Document-based-QnA

This is a LLM-based document QnA pipeline that extracts text from a given document and provides answers to user prompts regrading the content of the document.

The pipeline was tested on a couple of documents containing information of the electoral bonds vis-a-vis the Indian General Elections, from 2019 to 2024 provided by Election Commission of India.

The "party_bonds.pdf" file contains the complete list of electoral bonds encashed by all the listed political parties between 2019 to 2024.
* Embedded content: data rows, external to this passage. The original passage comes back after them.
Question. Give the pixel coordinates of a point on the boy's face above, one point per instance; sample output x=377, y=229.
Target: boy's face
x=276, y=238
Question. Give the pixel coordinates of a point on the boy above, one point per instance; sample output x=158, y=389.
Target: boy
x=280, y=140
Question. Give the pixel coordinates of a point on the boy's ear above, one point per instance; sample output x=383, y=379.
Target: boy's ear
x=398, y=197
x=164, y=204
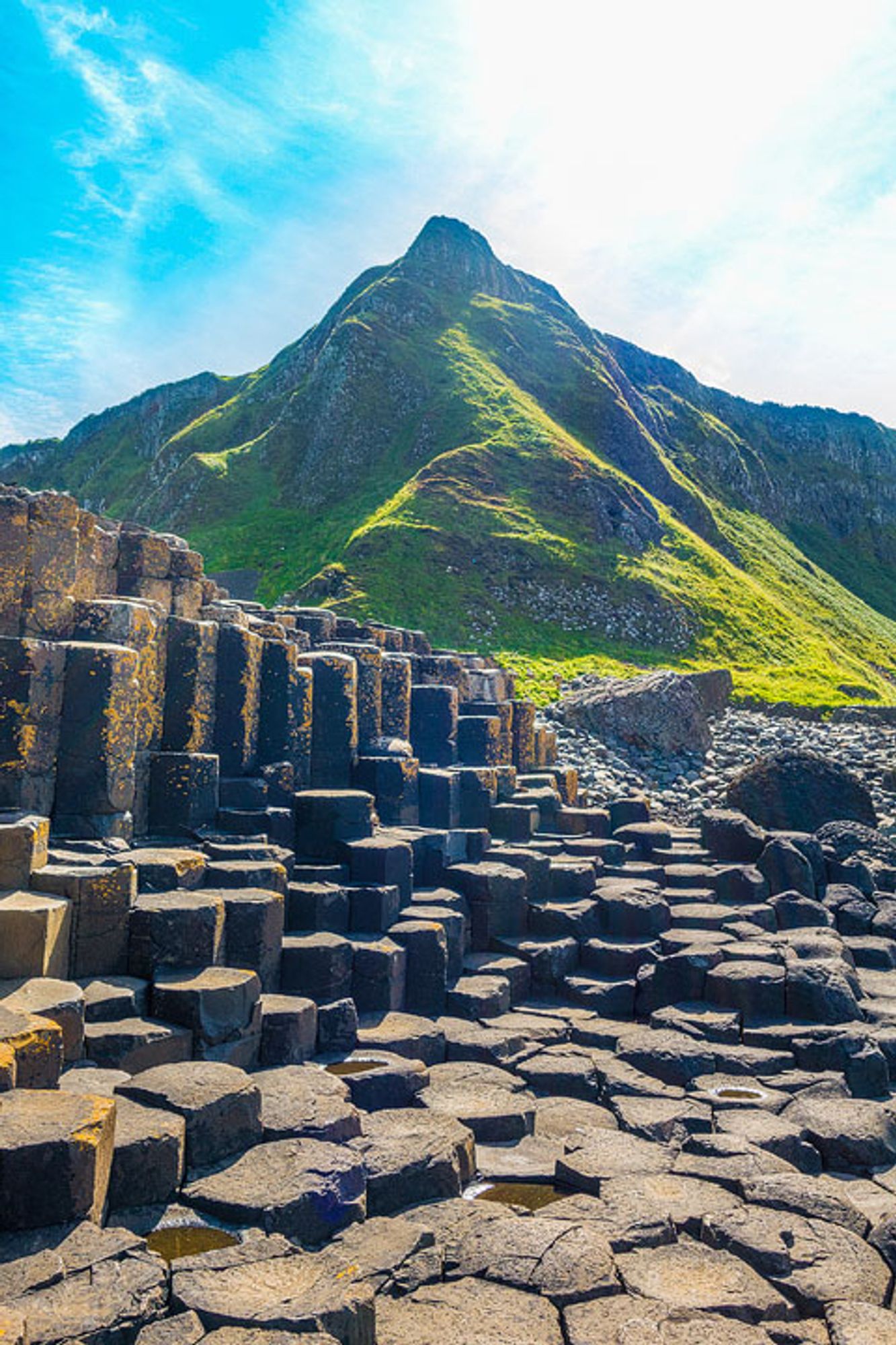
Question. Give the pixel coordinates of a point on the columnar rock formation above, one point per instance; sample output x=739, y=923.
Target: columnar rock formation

The "comapny_bonds.pdf" file contains the list of private/public entities that provided the bonds within the same timeline and of various denominations. Note that every bond has a unique bond number with it and hence makes tracking transactions easier in these documents.

We have performed LLM-based Named-Entity Recognition and LLM-based Query Extraction specifically to extract data from these documents and run a query-based system to tend to indiviual user prompts based on the contents of these documents.

Provided here is a Colab notebook that can be used to access the StreamLit website where our model has been deployed. You would have to upload a couple of documents and ask questions based on the format given below.

Some sample prompts are given as follows:

"What was the total amount received by <POLITICAL_PARTY> on 20th October 2022?"

"What was the total amount received by <POLITICAL_PARTY> by <PURCHASER_NAME> in the month of July in 2021?"